Q. What is a dramatic monologue?

Answer: The Dramatic Monologue is a specific genre of poetry, which found one of its greatest exponents in Robert Browning. A Dramatic Monologue is delivered by a single imagined person to an imagined auditor. The whole poem generally centres round some critical moment in the life of the speaker who is not to be identified with the poet. All the necessary background information is supplied through the speeches of the person concerned, just as it is done in a drama. Characterization rather than action and concentration rather than collaboration, remain some of the chief stylistic characteristics of the dramatic monologue.

Q. In what sense may My Last Duchess be called a dramatic monologue?

Answer: Browning’s My Last Duchess reveals quite a few of the important features of the dramatic monologue. The entire poem is delivered by the Duke of Ferrara, who delivers his speech to the envoy of the count. All the necessary background information is supplied in course of the Duke speech. The speech clearly reveals the character of the man who delivers it. Psychological interest and character study are much more important here than action or description. The entire poem is marked by an admirable concentration of thought and a fine economy of expression.

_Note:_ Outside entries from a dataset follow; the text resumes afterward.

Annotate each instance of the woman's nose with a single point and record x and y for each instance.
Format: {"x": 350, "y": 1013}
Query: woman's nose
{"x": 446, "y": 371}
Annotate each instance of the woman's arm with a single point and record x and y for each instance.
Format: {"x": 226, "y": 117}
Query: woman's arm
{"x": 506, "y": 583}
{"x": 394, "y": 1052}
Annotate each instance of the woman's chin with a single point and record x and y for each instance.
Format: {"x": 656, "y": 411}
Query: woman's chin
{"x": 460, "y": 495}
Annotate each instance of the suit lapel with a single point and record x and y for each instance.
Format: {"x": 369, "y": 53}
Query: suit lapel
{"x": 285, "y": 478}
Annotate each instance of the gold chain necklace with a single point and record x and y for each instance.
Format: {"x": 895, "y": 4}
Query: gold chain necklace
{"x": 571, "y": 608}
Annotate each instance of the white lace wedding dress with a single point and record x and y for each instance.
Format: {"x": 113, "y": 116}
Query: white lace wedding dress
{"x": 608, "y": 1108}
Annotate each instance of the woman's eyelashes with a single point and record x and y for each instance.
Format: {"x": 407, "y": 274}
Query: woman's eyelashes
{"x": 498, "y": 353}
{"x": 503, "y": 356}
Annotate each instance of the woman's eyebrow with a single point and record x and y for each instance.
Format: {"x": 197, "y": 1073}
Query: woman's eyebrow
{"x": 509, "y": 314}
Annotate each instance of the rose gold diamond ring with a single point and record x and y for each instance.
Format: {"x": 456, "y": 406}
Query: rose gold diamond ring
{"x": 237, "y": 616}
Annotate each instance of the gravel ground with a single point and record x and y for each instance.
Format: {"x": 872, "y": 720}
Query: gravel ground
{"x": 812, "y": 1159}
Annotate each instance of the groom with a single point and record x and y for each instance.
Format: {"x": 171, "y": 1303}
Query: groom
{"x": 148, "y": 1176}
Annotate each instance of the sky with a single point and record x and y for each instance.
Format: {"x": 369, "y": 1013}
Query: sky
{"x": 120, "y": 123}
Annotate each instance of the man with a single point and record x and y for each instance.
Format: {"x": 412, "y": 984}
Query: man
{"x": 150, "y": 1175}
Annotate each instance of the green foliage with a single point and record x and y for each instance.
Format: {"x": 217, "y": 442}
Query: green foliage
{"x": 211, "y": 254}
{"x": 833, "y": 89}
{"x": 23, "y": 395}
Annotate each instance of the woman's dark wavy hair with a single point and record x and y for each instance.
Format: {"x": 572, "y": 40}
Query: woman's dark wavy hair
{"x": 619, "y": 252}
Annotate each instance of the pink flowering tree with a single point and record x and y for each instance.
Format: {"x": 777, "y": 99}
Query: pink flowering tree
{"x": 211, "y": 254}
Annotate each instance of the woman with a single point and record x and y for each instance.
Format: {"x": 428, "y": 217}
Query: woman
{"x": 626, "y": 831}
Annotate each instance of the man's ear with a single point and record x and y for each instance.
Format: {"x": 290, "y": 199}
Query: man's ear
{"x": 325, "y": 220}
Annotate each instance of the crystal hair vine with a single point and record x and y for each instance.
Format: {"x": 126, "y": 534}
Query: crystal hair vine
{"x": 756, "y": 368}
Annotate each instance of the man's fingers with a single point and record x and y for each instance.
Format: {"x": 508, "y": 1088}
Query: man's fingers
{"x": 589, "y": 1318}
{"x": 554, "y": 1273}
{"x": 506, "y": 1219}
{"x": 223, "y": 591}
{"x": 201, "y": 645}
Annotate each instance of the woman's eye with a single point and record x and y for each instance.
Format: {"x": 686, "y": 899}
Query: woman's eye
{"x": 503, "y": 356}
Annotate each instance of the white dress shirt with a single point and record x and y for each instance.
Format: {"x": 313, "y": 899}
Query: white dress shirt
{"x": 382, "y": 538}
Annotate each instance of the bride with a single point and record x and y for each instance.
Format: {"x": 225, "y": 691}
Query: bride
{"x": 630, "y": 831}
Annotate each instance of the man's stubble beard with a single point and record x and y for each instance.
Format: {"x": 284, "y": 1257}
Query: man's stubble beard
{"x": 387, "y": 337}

Q. Explain the first two lines of My Last Duchess by Robert Browning.

Answer: In the first two lines of My Last Duchess, written by Robert Browning, the Duke is shown to paint of a portrait of his last judges and the tone is that of the sincere admiration of a genuine lover of art. The picture is lifelike as if the painter was able to capture the soul of the Duchess. The essential quality of the Duchess was an abundance of goodness and a sense of joy which she showed on people indiscriminately. That sense of joy made her cheeks flushed.

Q. Which trait of the Duchess’ character irritated the Duke most?

Answer: The Duchess, the wife of the Duke of Ferrara, was a lady of free and frank disposition. She was easily pleased and was never slow in expressing that pleasure. She receives gifts from her husband an from others. With an equal degree of pleasure, thus, it was clear that she did not attach an special importance to her husband’s gift. Moreover, she had the habit of smiling not only at her husband, but everybody else. It is this trait of her character that irritated the Duke most.

Q. “This grew; I gave commands;

Then all smiles stopped together.”

-       - Bring out the implication of the lines quoted above.

Answer: The Duke of Ferrara thus speaks to the Count’s envoy in Browning’s poem, My Last Duchess. The Duchess had the habit of smiling not only at her husband, but at everybody else. This irritated the Duke, who felt that his wife had no special love or respect for him. He was an autocrat who was extremely conscious of his own privileges both as a ruler and as a husband. So when he thought that his wife was overstepping the bounds of modesty, he ordered her to be killed. By the expression “all smiles stop together” he ironically refers to this brutal murder of his wife.

Q. Do you think that the Duke of Ferrara delivers his speech to the Count’s envoy with some particular object in view?

Answer: Browning’s My Last Dutchess is a fine specimen of dramatic monologue in which the character of the Duke of Ferrara has been skilfully portrayed through his own speech. He is a man of autocratic temperament and is jealous of his own privileges. He loves to rule predominantly. His former wife was killed by his order because he did not find her behaviour to his taste. Now he has decided to marry the daughter of a Count whose envoy has been sent to him. He delivers his speech to the envoy in order to impress on him the fact that he would gain absolute and unconditional devotion from the woman he marries.